A quick note: there are limitations around what types of functions can be
transformed by vmap. The best functions to transform are ones that are
pure functions: a function where the outputs are only determined by the inputs
that have no side effects (e.g. mutation). vmap is unable to handle mutation of
arbitrary Python data structures, but it is able to handle many in-place
PyTorch operations.

## Performance
Curious about performance numbers? Here's how the numbers look on my machine with an A100 GPU:

In [11]:
from torch.utils.benchmark import Timer
without_vmap = Timer(
    stmt="compute_sample_grads(data, targets)",
    globals=globals())
with_vmap = Timer(
    stmt="ft_compute_sample_grad(params, buffers, data, targets)",
    globals=globals())
print(f'Per-sample-grads without vmap {without_vmap.timeit(100)}')
print(f'Per-sample-grads with vmap {with_vmap.timeit(100)}')

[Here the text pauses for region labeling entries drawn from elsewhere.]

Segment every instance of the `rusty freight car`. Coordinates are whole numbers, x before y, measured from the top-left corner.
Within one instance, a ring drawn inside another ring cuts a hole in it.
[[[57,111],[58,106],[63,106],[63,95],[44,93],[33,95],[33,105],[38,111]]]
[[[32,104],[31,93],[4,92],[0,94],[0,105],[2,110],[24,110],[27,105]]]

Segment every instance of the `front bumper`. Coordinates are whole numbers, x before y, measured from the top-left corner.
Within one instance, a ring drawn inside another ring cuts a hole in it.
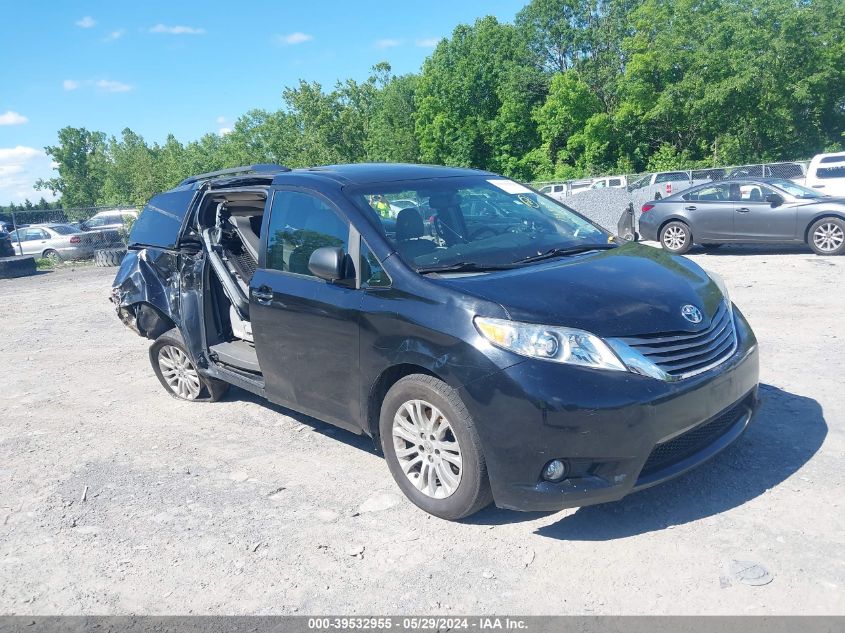
[[[496,505],[560,510],[615,501],[730,445],[757,408],[759,373],[756,339],[734,310],[736,352],[686,380],[527,360],[465,385]],[[566,460],[566,478],[543,481],[543,466],[556,458]]]

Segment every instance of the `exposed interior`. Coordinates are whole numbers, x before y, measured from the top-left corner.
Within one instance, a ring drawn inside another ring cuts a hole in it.
[[[258,268],[265,190],[211,191],[197,214],[208,254],[205,330],[212,360],[247,375],[261,369],[249,318],[249,283]]]

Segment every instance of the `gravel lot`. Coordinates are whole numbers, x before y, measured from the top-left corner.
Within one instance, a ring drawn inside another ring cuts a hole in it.
[[[115,269],[0,280],[0,612],[845,612],[845,258],[692,257],[760,340],[756,424],[623,501],[462,524],[406,502],[363,437],[237,389],[170,398]]]

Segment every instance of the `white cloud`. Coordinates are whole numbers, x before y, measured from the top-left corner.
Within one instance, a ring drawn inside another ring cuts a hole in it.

Per-sample-grads without vmap <torch.utils.benchmark.utils.common.Measurement object at 0x7fecb028ef10>
compute_sample_grads(data, targets)
  79.88 ms
  1 measurement, 500 runs , 1 thread
Per-sample-grads with vmap <torch.utils.benchmark.utils.common.Measurement object at 0x7fecb028ef70>
ft_compute_sample_grad(params, buffers, data, targets)
  3.05 ms
  1 measurement, 500 runs , 1 thread


This may not be the fairest comparison because there are other optimized solutions to computing per-sample-gradients in PyTorch that perform much better than the naive method like in https://github.com/pytorch/opacus. But it's cool that we get the speedup on this example.

In general, vectorization with vmap should be faster than running a function in a for-loop and competitive with manual batching. There are some exceptions though, like if we haven't implemented the vmap rule for a particular operation or if the underlying kernels weren't optimized for older hardware. If you see any of these cases, please let us know by opening an issue at our GitHub!